De beelden van de escalatie staan dinsdagochtend bij veel Nepalezen op het netvlies gebrand. Op sommige foto’s is te zien dat jongeren in schooluniform – wat erop zou duiden dat ze achttien of jonger zijn – gewond raakten. „Van sommigen heb ik gezien hoe hun hersenen tegen de straatstenen zijn geschoten”, de beschrijft Asheem Man Singh Basnyat beelden die hem werden toegestuurd. Hij deed maandag mee aan de protesten, maar stond wat verder weg. Hij hoorde wel schoten, vertelt hij telefonisch.

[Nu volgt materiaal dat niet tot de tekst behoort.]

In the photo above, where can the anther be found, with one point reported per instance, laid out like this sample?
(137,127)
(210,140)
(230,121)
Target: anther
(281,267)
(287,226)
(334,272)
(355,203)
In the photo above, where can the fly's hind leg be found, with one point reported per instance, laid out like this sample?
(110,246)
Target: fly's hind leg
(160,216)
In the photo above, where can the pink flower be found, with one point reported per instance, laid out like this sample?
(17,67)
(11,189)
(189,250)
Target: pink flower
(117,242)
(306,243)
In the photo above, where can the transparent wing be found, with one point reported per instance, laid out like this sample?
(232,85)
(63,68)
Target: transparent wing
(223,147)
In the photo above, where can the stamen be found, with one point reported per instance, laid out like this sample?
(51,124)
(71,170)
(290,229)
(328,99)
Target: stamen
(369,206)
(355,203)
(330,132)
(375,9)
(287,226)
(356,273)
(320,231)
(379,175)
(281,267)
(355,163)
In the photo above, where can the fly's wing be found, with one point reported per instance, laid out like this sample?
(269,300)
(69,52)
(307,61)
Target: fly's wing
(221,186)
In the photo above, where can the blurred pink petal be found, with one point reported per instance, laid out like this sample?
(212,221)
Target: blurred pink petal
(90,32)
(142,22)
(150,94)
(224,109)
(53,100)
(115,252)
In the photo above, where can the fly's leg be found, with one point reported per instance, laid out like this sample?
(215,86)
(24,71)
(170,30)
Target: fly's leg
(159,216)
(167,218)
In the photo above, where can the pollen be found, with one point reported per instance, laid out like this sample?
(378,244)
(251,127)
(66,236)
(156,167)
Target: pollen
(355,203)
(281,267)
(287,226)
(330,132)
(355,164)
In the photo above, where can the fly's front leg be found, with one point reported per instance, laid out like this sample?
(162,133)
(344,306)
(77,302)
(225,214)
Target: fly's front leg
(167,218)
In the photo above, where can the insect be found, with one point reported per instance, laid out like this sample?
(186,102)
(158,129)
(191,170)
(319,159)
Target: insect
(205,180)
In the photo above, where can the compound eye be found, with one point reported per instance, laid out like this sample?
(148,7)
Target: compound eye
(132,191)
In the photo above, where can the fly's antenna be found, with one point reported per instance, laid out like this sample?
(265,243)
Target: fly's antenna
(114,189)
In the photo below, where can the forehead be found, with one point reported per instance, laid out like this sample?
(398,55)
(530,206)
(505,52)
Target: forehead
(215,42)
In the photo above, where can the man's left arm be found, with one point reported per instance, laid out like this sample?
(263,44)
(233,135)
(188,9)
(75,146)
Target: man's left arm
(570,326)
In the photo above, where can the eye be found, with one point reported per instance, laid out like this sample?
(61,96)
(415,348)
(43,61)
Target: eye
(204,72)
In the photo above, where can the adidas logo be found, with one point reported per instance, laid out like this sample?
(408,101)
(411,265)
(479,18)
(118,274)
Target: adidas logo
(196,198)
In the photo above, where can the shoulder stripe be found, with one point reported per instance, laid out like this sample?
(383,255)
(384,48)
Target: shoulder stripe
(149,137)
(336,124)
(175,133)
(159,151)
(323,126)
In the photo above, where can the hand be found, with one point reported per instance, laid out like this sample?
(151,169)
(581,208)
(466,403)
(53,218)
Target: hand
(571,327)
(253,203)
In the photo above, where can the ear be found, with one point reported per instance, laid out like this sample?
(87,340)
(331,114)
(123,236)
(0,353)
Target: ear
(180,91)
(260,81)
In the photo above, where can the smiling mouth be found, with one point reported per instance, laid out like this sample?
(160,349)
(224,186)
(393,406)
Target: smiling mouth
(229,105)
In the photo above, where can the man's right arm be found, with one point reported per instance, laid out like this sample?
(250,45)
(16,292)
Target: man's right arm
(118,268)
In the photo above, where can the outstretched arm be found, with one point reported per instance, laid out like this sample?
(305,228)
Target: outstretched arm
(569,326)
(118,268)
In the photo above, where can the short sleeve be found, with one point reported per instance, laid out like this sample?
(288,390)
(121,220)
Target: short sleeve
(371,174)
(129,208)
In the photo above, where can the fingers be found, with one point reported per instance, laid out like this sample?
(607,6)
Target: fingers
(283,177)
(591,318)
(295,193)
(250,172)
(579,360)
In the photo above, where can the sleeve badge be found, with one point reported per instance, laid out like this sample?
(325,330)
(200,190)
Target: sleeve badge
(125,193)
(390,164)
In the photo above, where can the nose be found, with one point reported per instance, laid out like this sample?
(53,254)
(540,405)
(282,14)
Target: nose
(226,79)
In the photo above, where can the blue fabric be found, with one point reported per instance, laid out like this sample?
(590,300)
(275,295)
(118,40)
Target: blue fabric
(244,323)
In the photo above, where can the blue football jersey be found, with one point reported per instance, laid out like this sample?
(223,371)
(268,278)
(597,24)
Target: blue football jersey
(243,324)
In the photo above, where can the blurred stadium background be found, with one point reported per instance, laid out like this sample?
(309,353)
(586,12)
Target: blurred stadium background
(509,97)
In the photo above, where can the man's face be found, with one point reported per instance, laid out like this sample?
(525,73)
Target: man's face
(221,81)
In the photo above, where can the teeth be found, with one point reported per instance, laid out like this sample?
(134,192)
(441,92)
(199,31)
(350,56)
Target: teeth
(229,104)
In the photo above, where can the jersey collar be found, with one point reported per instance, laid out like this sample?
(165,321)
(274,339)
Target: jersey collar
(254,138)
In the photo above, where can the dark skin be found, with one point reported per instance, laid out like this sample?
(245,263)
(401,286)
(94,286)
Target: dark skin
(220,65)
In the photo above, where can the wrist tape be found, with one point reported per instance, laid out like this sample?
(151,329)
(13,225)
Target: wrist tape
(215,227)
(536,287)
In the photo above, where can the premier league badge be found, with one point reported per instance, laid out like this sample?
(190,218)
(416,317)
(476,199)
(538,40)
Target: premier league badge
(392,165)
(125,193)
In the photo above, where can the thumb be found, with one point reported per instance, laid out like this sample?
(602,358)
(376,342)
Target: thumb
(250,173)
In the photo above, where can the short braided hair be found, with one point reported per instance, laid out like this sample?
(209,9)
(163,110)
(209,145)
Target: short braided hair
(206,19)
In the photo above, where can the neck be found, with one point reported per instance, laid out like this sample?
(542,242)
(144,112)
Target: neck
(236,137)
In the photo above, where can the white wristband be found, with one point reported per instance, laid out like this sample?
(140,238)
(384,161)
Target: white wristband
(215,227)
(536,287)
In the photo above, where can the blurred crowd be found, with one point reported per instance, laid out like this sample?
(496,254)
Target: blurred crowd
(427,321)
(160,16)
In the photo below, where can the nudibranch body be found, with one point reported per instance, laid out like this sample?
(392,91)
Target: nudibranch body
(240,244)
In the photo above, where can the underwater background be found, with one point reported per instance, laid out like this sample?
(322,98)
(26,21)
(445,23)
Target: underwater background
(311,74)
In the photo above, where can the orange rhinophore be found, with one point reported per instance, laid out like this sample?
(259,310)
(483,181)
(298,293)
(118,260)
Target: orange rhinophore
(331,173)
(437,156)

Basnyat is een bekende tech-entrepreneur in Nepal en directeur van bestel-app Pathao, voor maaltijden, ritten en koeriersdiensten. Hij liet zich de afgelopen dagen kritisch uit over het socialemediaverbod en mengde zich in de publieke discussie over de steeds bredere onvrede. „Uiteindelijk steunde ik de oproep van jongeren om te demonstreren.”
Inkomen
De blokkade van online platforms leidde niet alleen in Nepal tot ophef, ook internationaal werd de maatregel bekritiseerd als censuur. Volgens Basmyat zou de ban een verregaande belemmering zijn van het dagelijks leven in Nepal. „Tienduizenden mensen zijn afhankelijk van online platforms voor hun inkomen. Influencers of onafhankelijke journalisten, maar ook mensen die kleine bedrijfjes hebben en via sociale media zaken doen.” Of zo’n bezwaar niet eerder bij de overheid onder de aandacht was gebracht? „Een overheid die bereid blijkt om jongeren op straat neer te knallen, bekommert zich duidelijk niet om de levensomstandigheden van zijn burgers”, schampert Basnyat.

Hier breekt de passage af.